Soy traders are considering some strategies to address gaps in climate change commitments, particularly regarding scope 3 emissions and emissions from land use change (LUC):

“Eight of the 11 assessed (including four Agricultural Sector 1.5C roadmap​ supporters) did not disclose any details on emissions from LUC or plans to set targets to address them. This remains a significant gap, not just for soy but for the whole agricultural sector, as the methods used to assess Scope 3 emissions from land use change continue to evolve.

Financing schemes

But some of the players participate in landscape initiatives:

“One of the main investment initiatives is through the Soft Commodities Forum Farmers First Clusters​ initiative. This provides compensation to Cerrado farmers for preserving surplus legal reserves and using existing degraded pastureland for soy crops. It also provides financial incentives, technical assistance, and capacity-building to reduce deforestation for soy production and conserve native vegetation.”

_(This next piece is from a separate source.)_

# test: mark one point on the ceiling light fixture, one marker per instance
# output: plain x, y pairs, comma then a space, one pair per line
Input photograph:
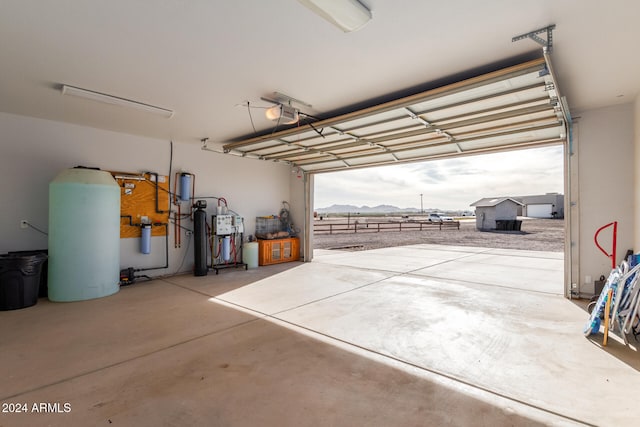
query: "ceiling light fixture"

It is unclear, though, how these programs are performing due to a lack of transparency on the initiative’s operation and impact, reported Williams.

Risk of soy chain supply split

Looking to the potential consequences of the soy supply chain splitting due to differing regulations on deforestation, a risk for palm oil supply​ as well, and how can this risk be mitigated, the consultant said that the main danger is that companies will simply alter their logistical supply chains to bring deforestation-free soy to regulated markets whilst not changing their procurement practices to eliminate the procurement of soy linked to deforestation.

“Europe consumes approximately 10% of global soy production. It’s been estimated that 97% of soy in the world in 2023 was produced on land that was not deforested after 2020, so there is no shortage of theoretically compliant soy in the market. Policy makers need to align on the requirements for deforestation and conversion-free production to send strong signals and create systemic change.” Photo credit: GettyImages/Tarcisio Schnaider

Increasing scrutiny

In terms of how soy traders plan to address increasing pressure and scrutiny on their targets to reduce emissions, both within their own operations and across the value chain, Williams pointed out that supporters of the Agricultural Sector 1.5C roadmap, launched during COP27, have made a time bound commitment to address LUC emissions.

Traders included in the STC assessment who are supporters of that roadmap include Amaggi, ADM, Bunge, Cargill, COFCO, LDC, and Viterra.

“The roadmap states that by July 2024 they should have calculated and disclosed LUC emissions and reduction targets to the Science Based Targets Initiative (SBTI) or published third-party validated LUC emissions reduction targets.

“Three traders disclosed that they were aiming to meet this deadline, but there was a lack of disclosure from the remaining, as well as the traders who are not roadmap supporters.”